Gene structure, Chromosomal locations and promoter analysis:
Distribution of Zmcyps occurred in all the 10 chromosomes. However, percentage of distribution is uneven. For example 1 st chromosome contain the highest percentage of distribution (20. 93) with 9 zmcyps followed by 18. 6% on 5 th chomosome, 13. 9% on 2 nd , 6 th and 7 th chromosomes, 9. 3% on 8 th and 9 th chromosomes, 6. 9% on 3 rd and 4 th chromosome and lowest percentage (2. 3%) on 10 chromosomes. Naming has given based on ascending order of their physical location on chromosomes as ZmCYP1 to ZmCYP47. It was also observed that very less number of cyps located on centromeric regions and most of them were found in chromosomal ends which indicate that possible role of segmental duplications in the course of evolution. Further, the expansion of zmcyp family was discussed clearly in gene expansion and synteny sub headings. The schematic diagram of zmcyps distribution on each chromosome is depicted in Fig.
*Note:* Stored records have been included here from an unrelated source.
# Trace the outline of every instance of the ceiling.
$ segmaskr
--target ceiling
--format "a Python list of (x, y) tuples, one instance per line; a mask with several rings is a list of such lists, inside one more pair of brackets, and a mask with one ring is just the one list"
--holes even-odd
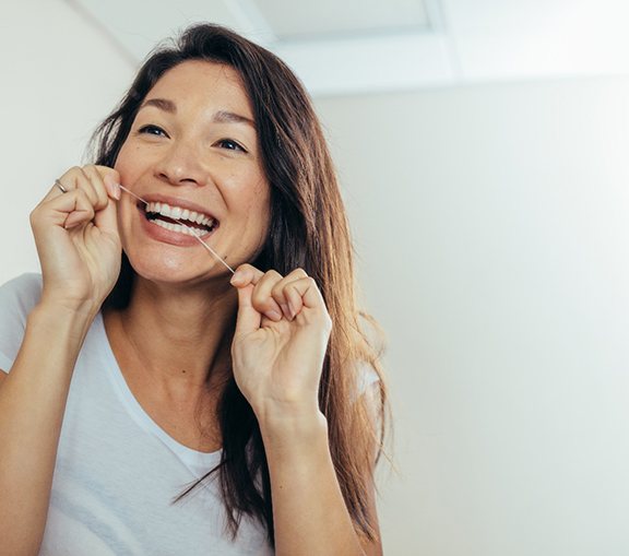
[(131, 64), (197, 21), (281, 56), (313, 95), (629, 73), (626, 0), (64, 0)]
Gene structure analysis revealed that, varying lengths of zmcyps has observed. For example zmcyp5 has contained least no of base pairs (412) and zmcy28 has contained highest number of base pairs (32, 725). These vast variations are due to varying number and lengths of introns. For instance zmcyp 7, 22 and 26 contain highest number (12) of introns in their ORF regions whereas, zmcyp 1, 6, 8 and 9 contains no introns in ORF. 5’ and 3’ UTRs are considered to be as important regulatory elements, out of 47 zmcyps only zmcyp14, 26 and 33 contains one intron in 5’ UTR region and the remaining were intron less 5’ UTRs. However, none of the zmcyps contained introns in the 3’UTR regions. These variations are may be due to gain or loss of exons/introns or exonization/pseudo exonization or Insertion/deletions (Xu et al, 2011) in course of evolution. This gene structural divergence may be one of the reasons for structural and functional diversity of different Zmcyp peptides.
Promoter analysis:
5’ upstream positions (500-1000bp) from translational start site considered as promoter sequences. Various types of cis regulatory elements are present in this region. In the present study 47 zmcyp promoter sequences retrived from maize genome database and subjected for analysis by PlantCare data base for finding out cis elements. These cis elements are considered as switches for transcription regulation.